We live in a world of recycled ideas and those of us who cherish the horror genre have been moaning about this more than fans of other idiosyncratic fandomĀ  as we tend to be abused most by the people who produce our beloved media. We get nothing but remakes and are expected to shut our fucking mouths and take it because Hollywood thinks we’re stupid and will buy anything with some blood and gore in it. So while they think that what they released with The Cabin In The Woods is technically a remake since it apes just about every horror movie ever made, it turned out to be the genre’s most exciting release in years by making what’s old new again and I can’t wait to see it again.


  1. April 15, 2012 11:06 pm


    I had a basic idea of what cabin in the woods was about going into it simply from some of the giveaways in the trailer (minor that they were.) It still just totally blew my expectations out of the water. The scope of how truly large the story was and what was at stake was incredibly creative. You just don’t see this type of great storytelling anymore. I hope it’s a trend that catches when it comes to horror comedy.

  2. April 16, 2012 5:50 pm

    Troy Z

    I concur with Steve. I, too, had expectations and a basic notion, but the experience gleefully surpassed all preconceptions. I is one satisfied motherfucker with “Cabin In The Woods”! That one scene of– Aw, Crap! I also want to gush by recalling a specific moviegoing moment of “I’ve-Always-Wanted-To-See-This” but I also know it’s crucial to not spoil the impact to future viewers. Let’s just say I’ll likely be buying the DVD so I can pause on this one image just to see how many archetypes I can identify.
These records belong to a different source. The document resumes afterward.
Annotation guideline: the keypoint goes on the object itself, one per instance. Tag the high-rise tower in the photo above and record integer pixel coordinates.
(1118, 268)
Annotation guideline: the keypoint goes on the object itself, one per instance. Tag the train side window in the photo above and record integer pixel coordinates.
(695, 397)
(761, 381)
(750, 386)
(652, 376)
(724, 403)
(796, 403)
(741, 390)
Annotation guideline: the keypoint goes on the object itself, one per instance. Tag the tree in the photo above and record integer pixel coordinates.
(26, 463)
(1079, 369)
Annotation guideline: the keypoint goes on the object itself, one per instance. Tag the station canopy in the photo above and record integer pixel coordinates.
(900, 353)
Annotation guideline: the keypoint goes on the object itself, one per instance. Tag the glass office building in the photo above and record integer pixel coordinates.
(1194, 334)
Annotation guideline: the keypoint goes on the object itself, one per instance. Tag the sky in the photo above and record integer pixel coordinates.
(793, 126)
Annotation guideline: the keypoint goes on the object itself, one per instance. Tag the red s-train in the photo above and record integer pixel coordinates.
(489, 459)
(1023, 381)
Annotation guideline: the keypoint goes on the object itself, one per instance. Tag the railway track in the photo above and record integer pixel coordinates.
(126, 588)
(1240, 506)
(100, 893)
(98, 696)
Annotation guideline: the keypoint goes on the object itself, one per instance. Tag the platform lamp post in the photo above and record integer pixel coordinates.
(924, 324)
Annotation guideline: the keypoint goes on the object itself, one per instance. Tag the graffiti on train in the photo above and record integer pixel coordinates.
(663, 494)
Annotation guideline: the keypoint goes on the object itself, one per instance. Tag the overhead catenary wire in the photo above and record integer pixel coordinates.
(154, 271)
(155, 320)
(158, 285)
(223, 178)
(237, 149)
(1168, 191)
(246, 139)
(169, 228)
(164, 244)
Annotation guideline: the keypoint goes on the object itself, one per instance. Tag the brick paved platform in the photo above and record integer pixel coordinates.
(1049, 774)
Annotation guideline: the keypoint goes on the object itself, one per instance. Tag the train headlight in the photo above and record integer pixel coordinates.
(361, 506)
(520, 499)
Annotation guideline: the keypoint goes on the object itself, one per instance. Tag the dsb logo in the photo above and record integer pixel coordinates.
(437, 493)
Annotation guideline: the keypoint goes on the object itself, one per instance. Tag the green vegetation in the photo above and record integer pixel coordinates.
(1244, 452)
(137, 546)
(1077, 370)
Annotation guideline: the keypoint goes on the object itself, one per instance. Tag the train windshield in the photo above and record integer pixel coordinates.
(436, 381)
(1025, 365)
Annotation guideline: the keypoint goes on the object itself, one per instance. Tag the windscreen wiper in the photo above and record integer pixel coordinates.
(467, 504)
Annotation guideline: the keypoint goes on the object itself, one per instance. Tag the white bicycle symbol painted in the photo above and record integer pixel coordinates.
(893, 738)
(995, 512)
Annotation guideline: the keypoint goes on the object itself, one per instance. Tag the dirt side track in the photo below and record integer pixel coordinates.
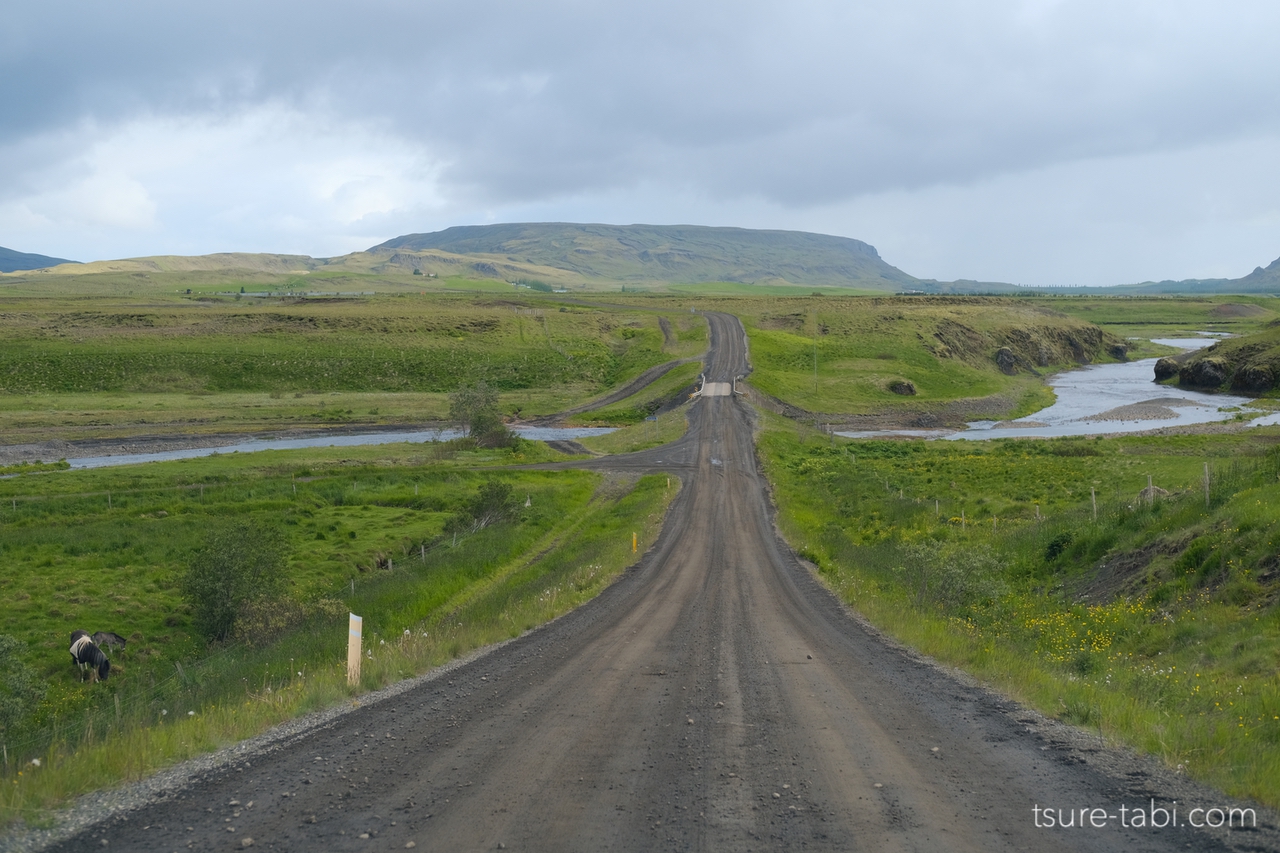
(716, 698)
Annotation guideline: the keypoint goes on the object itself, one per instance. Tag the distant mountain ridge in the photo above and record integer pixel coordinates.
(667, 252)
(597, 255)
(13, 261)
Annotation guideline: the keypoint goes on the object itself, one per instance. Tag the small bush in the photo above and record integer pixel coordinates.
(261, 620)
(21, 689)
(240, 562)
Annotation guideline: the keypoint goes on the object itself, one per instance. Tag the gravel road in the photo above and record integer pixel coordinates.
(714, 698)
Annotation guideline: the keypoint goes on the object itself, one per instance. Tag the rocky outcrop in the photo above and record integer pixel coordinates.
(1255, 379)
(1205, 373)
(1166, 369)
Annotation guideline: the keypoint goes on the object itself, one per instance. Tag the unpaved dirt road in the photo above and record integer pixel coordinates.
(716, 698)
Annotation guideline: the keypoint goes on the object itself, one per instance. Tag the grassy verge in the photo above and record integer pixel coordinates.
(1155, 623)
(170, 697)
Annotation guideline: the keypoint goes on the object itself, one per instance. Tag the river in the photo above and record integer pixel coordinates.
(533, 433)
(1102, 398)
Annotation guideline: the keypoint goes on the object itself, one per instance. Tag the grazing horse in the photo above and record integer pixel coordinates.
(85, 653)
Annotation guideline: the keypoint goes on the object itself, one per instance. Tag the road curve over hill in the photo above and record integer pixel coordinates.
(716, 698)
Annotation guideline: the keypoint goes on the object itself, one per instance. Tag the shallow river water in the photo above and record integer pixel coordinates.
(1102, 398)
(533, 433)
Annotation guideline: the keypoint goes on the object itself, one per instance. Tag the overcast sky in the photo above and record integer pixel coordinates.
(1031, 141)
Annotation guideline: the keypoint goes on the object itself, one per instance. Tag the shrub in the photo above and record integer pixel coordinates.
(261, 620)
(21, 689)
(492, 503)
(240, 562)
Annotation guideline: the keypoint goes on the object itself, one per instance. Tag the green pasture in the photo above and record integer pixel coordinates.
(1166, 316)
(1153, 620)
(103, 550)
(104, 368)
(846, 356)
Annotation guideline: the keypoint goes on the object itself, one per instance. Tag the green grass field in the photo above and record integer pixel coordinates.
(105, 368)
(846, 356)
(1153, 623)
(1164, 316)
(103, 550)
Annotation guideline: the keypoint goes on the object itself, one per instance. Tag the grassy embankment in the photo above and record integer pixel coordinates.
(1156, 624)
(944, 347)
(104, 550)
(109, 368)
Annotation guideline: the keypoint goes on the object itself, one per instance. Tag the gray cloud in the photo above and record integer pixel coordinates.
(799, 109)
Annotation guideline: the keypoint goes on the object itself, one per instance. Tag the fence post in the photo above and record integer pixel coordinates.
(355, 629)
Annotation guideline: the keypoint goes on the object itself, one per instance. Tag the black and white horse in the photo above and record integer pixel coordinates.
(86, 655)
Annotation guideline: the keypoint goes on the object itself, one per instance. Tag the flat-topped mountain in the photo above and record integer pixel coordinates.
(12, 261)
(667, 252)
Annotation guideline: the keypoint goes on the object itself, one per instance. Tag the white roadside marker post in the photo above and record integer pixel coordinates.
(355, 629)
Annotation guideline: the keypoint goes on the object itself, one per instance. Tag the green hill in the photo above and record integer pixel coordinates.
(667, 252)
(13, 260)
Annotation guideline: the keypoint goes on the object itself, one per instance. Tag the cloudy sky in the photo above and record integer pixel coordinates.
(1032, 141)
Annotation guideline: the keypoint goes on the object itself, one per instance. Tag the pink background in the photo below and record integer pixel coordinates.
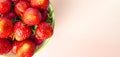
(85, 28)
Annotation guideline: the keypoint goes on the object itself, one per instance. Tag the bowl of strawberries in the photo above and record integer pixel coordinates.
(25, 26)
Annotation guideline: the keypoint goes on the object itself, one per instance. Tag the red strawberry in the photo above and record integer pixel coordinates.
(21, 6)
(5, 6)
(15, 46)
(44, 30)
(25, 48)
(41, 4)
(5, 46)
(36, 40)
(15, 1)
(21, 31)
(31, 17)
(10, 15)
(6, 27)
(44, 16)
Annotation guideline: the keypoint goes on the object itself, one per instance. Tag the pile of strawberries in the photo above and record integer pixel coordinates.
(23, 26)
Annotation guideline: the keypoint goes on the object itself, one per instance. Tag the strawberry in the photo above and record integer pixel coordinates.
(40, 4)
(21, 31)
(21, 6)
(5, 46)
(44, 16)
(44, 30)
(15, 1)
(5, 6)
(31, 17)
(6, 27)
(25, 48)
(10, 15)
(36, 40)
(15, 46)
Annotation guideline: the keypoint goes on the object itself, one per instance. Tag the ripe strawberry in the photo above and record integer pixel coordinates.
(15, 1)
(6, 27)
(31, 17)
(21, 31)
(21, 6)
(5, 46)
(36, 40)
(25, 48)
(10, 15)
(5, 6)
(41, 4)
(15, 46)
(44, 30)
(44, 16)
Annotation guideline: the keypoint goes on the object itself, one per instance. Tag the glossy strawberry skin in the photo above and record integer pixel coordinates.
(5, 46)
(20, 7)
(26, 48)
(15, 1)
(15, 46)
(6, 27)
(44, 30)
(21, 31)
(31, 17)
(5, 6)
(40, 4)
(36, 40)
(10, 15)
(44, 16)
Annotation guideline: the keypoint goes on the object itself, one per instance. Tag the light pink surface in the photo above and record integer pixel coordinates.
(85, 28)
    As for the audience of this movie, I testify that not only Whedon fans will be delighted by the genrebusting laugh-out-loud moments that harken back to the memorable moments of “Buffy” and “Angel.” That livelink to the perfect-record Japanese schoolroom is just one of many moments that are both intrinsically funny and cater to the those steeped in the horror genre tropes. (And, c’mon now, who else’s audience gave a unanimous woohoo at the cameo of The Director?)

    But Bryan: don’t think of “Cabin In The Woods” as aping a remake, think of it as a horror *supergroup*!

    Pay money to see this in the theaters, kids! It’s worth supporting!

  3. April 26, 2012 3:49 pm

    Sandra B.

    Thank you for this review now i can decide in much more confidence if i’ll see it in the theater.